I wasn't talking about performance, I was talking about compatibility with games. Sorry if that wasn't clear; I've edited.

Valve has been doing amazing things in this space, but for now my understanding is that it's more of a "most games will work pretty well" scenario, which is not really what I want for my primary games machine.


Well thats the perk, you get games compatibility. Windows runs in a window with direct access to the GPU. I primary Windows because of games and music software, and I'm looking forward to trying it out.

As another comment points out, its called VFIO. From that subreddit: "VFIO stands for Virtual Function I/O. VFIO is a device driver that is used to assign devices to virtual machines. One of the most common uses of vfio is setting up a virtual machine with full access to a dedicated GPU. This enables near-bare-metal gaming performance in a Windows VM, offering a great alternative to dual-booting"

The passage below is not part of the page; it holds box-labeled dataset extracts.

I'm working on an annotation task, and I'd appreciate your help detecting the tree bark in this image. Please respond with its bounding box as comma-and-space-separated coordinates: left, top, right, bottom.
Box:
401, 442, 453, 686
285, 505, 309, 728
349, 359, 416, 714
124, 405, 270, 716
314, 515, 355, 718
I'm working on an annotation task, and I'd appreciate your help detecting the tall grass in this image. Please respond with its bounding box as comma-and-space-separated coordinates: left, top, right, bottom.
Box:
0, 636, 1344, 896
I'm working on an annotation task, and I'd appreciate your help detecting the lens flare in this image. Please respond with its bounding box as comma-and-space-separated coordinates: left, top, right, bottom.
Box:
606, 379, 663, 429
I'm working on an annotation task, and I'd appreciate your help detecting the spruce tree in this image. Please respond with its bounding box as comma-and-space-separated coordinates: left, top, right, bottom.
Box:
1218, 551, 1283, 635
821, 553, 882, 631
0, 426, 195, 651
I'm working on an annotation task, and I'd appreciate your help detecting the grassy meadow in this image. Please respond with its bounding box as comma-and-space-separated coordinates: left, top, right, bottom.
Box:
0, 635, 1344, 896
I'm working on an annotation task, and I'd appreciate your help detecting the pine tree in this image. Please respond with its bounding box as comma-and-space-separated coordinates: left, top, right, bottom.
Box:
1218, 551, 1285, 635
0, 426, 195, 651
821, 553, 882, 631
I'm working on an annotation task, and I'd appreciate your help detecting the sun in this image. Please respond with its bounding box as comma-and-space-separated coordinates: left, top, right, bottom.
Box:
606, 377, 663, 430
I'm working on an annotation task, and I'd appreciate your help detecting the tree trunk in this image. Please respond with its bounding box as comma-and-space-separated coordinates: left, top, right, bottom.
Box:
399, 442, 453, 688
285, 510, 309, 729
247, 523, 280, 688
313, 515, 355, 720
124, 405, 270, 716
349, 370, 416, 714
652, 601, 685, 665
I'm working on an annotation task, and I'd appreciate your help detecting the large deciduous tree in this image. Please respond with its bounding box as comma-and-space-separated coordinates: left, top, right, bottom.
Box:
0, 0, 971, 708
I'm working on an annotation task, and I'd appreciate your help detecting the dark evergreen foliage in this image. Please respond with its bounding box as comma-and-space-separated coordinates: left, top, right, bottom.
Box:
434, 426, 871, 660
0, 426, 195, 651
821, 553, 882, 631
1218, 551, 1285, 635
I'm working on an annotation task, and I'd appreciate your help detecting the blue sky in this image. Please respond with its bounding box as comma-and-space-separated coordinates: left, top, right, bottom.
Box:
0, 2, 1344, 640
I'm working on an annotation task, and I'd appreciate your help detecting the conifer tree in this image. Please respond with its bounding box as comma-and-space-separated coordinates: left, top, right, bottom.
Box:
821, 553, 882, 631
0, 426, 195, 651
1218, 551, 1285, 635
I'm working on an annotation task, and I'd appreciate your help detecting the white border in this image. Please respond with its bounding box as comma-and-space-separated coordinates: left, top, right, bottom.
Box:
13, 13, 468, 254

That seems to imply that it can use the same GPU as the host? I thought a dedicated one was required (not just a 'common use').


AFAIK, for the setup they're talking about, you do need a dedicated GPU. You blacklist it on the host, and pass it through to the windows VM.

I haven't worked in windows space in awhile though, and state changes rapidly, so there may be other options now that utilize a single GPU across host and vm without losing performance.



Do G-Sync/Freesync still work in a setup like this?